I shouldn’t have mentioned Mother
, he thought, feeling sorry and clumsy. “Don’t cry,” he told her. “I didn’t mean what I said. I’m sure there’s an uncle Raimond. We’ll find him. Go to sleep now.”

Roger sat against a tree and held the lute across his knees. He strummed it softly, hoping the music would soothe Alice so that she could sleep without sad dreams. The tune he strummed was a Crusader song that reminded him of his father.

Trumpets had blared, visors had flashed, and sword hilts had gleamed under the bright sky the day his father went away. Banners and shields bore coats of arms showing lions, griffins, falcons, or stars. Each man’s right sleeve wore the cross of a Crusader.

Father had told Roger that the Crusade would be led by two kings: Philip of France and Richard the Lion-Hearted, who ruled the land of Aquitaine where they lived.

When dozens of noblemen rode past, mounted proudly on their war-horses, Roger had cheered and clutched his father’s hand.
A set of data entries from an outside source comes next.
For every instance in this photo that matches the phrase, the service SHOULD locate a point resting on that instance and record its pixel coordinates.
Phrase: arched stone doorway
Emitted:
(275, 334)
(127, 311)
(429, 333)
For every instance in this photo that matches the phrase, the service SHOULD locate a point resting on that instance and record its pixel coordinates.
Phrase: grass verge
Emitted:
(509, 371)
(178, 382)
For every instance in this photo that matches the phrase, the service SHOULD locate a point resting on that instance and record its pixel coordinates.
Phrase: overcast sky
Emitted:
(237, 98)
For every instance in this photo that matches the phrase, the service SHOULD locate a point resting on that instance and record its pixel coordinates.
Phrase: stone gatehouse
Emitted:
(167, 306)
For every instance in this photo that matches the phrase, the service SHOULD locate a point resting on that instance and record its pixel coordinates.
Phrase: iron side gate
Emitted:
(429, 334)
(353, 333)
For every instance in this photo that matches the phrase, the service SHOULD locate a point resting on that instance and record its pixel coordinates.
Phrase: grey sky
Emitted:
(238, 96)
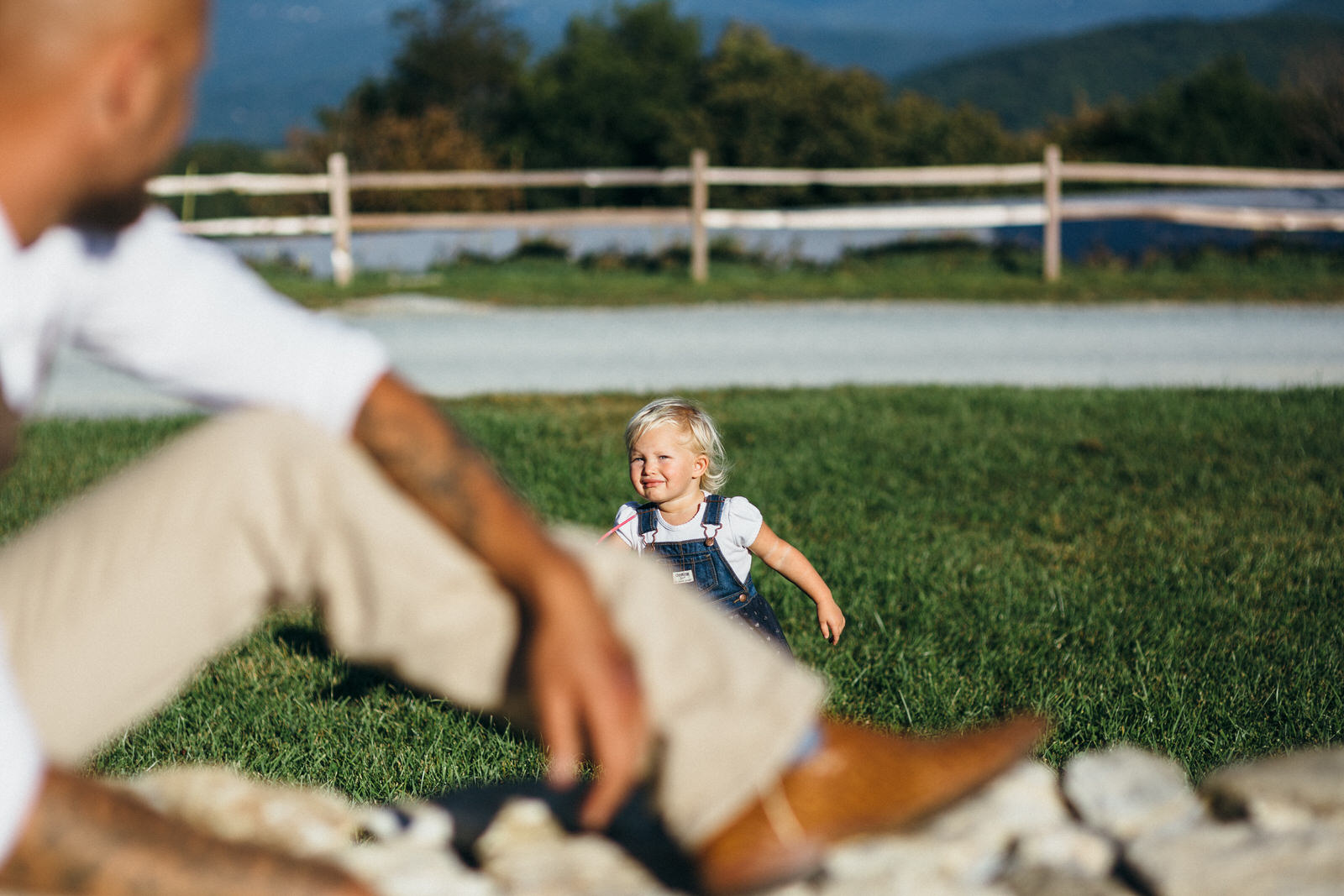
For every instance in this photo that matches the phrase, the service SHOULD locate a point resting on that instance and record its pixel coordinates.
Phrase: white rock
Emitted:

Archers followed, some carrying crossbows,
others bearing longbows. Then came hundreds of foot soldiers, with banners fluttering from their upraised lances.

Father waited for the whole column to
march by before he mounted his impatient steed and rode away. Watching him, Roger waved until every last Crusader disappeared over the edge of the hill. That was the last time he ever saw his father. He was six then.

Now the tall, round tower loomed in front of him. Blacker than the night, it was an eerie shadow that pushed Roger’s doubts toward dread. Was his father alive or dead? Was Uncle Raimond real? With one arm across the curved body of the lute, he settled on the ground to wait for the night to pass.